Cheap Sound Card isn't strictly a delay, but the playback specifications and the recording specs are different. That's the one where you can sing to yourself in perfect time and yet one performance is longer than the other. If you follow performance one and produce performance three, four and five, all those will match each other, but not one. If you follow two to sing three, and then three to sing four, then you have garbage.
You have a celebrity. If you actually have drifting or changing delays, then your sound card may be fried. I don't know any software that can do that.

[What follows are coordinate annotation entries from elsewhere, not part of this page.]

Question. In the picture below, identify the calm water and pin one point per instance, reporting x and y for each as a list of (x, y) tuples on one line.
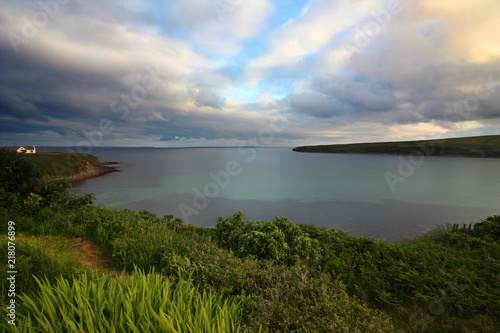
[(348, 192)]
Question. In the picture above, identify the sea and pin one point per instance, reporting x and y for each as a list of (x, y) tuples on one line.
[(386, 197)]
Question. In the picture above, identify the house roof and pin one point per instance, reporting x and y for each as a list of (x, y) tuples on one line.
[(27, 147)]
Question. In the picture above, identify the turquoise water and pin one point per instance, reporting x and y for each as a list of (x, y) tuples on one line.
[(387, 197)]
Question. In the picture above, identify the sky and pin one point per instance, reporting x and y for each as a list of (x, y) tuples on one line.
[(183, 73)]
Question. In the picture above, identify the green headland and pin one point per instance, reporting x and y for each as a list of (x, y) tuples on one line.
[(79, 267), (478, 146)]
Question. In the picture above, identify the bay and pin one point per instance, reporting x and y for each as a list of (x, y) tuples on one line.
[(382, 196)]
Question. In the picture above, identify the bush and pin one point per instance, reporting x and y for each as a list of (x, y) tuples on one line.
[(279, 240)]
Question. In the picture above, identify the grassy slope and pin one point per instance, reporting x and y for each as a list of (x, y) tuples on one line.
[(481, 146), (55, 165)]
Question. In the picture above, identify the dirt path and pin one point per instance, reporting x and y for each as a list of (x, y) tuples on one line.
[(82, 251)]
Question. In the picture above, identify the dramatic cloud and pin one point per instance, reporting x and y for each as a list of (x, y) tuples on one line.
[(218, 72)]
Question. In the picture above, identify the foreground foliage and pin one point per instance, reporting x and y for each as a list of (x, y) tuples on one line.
[(136, 303), (286, 277)]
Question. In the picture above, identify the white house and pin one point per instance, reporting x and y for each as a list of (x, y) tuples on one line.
[(27, 150)]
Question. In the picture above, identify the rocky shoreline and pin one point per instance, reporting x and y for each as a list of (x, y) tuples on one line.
[(93, 171)]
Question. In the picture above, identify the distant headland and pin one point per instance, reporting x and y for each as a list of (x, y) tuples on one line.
[(477, 146)]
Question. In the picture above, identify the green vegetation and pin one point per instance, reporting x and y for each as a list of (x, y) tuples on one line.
[(481, 146), (57, 165), (136, 303), (272, 276)]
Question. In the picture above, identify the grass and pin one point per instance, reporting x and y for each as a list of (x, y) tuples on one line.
[(56, 165), (341, 282), (281, 276), (137, 303), (482, 146)]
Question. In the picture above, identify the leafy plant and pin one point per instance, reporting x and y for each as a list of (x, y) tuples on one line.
[(137, 303)]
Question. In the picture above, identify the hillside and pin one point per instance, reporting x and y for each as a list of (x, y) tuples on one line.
[(73, 166), (480, 146)]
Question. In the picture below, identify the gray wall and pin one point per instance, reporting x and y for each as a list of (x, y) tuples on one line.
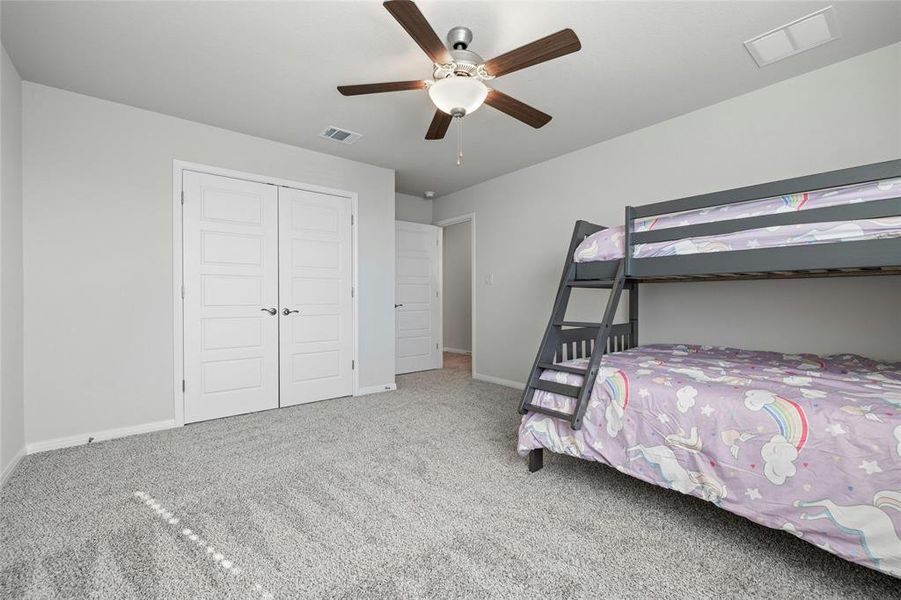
[(12, 425), (457, 285), (842, 115), (98, 253), (412, 208)]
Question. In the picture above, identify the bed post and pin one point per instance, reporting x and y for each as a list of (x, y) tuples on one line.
[(536, 459), (627, 242), (633, 285), (633, 314)]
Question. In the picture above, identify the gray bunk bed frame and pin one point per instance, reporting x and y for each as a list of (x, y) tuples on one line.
[(565, 340)]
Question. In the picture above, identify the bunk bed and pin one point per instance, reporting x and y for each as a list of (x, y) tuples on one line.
[(799, 442)]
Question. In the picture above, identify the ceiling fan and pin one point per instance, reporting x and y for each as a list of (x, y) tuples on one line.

Do you have a USB microphone? They don't go through the sound card (although the playback of the show does). That can be used as a diagnostic tool. You only have one trip through the sound card to worry about.
Koz
Re: Latency that changes
Posted: Fri Mar 05, 2010 2:29 pm
by ParkerShannon
You wrote:
Then there's the delay that many people experience listening to themselves come back from the computer in real time. If you're a lucky devil, Hardware Playthrough (Preferences) is supported and works OK. If not Software Playthrough is always late and will drive you crazy.
When I open the Audio Preferences/Recording dialog, I see the "Software Playthrough" check box -- there is no "Hardware Playthrough."
How does one resolve the Software Playthrough so it doesn't drive one crazy.
Am I doomed to have late playthrough always late?
How is this situation resolved?
Thanks . . .
Re: Latency that changes
Posted: Fri Mar 05, 2010 3:31 pm
by kozikowski
<<<there is no "Hardware Playthrough.">>>
Then your computer doesn't support it. Macs don't support it.
The only options are to listen late or listen to the sound mixer (if you have one -- and this is a terrific reason to have one) or some newer powered microphones actually provide a headphone connection and that's why.
Not all computers can be easily turned into Digital Audio Workstations.
Koz
Re: Latency that changes
Posted: Fri Mar 05, 2010 3:49 pm
by ParkerShannon
This is my setup:
System Type: x64-based PC
CPU: Quad-core processor, 2200 Mhx
Installed Mem: 6 Gbytes
Sound Device: Realtek High Definition Audio
Name: High Definition Audio Device
Manuf: Microsoft
Status: OK
Driver: Realtek
I downloaded the new driver.
Same sample rate as project rate -- 2 channel, 16 bit, 44100 Hz (CD Quality)
Is this sufficient info, to tell you whether my computer is capable of being used as a mulyi-track, digital recording device?
Is the answer a different sound card?
I really appreciate your help . . .
Re: Latency that changes
Posted: Fri Mar 05, 2010 10:41 pm
by steve
The computer is plenty powerful enough.
The sound card could do with upgrading - the Realtek on-board sound cards are usually pretty poor for recording.
Plenty of hard drive space is also needed - preferably on a fast hard drive.
I'm not a fan of Vista for audio work.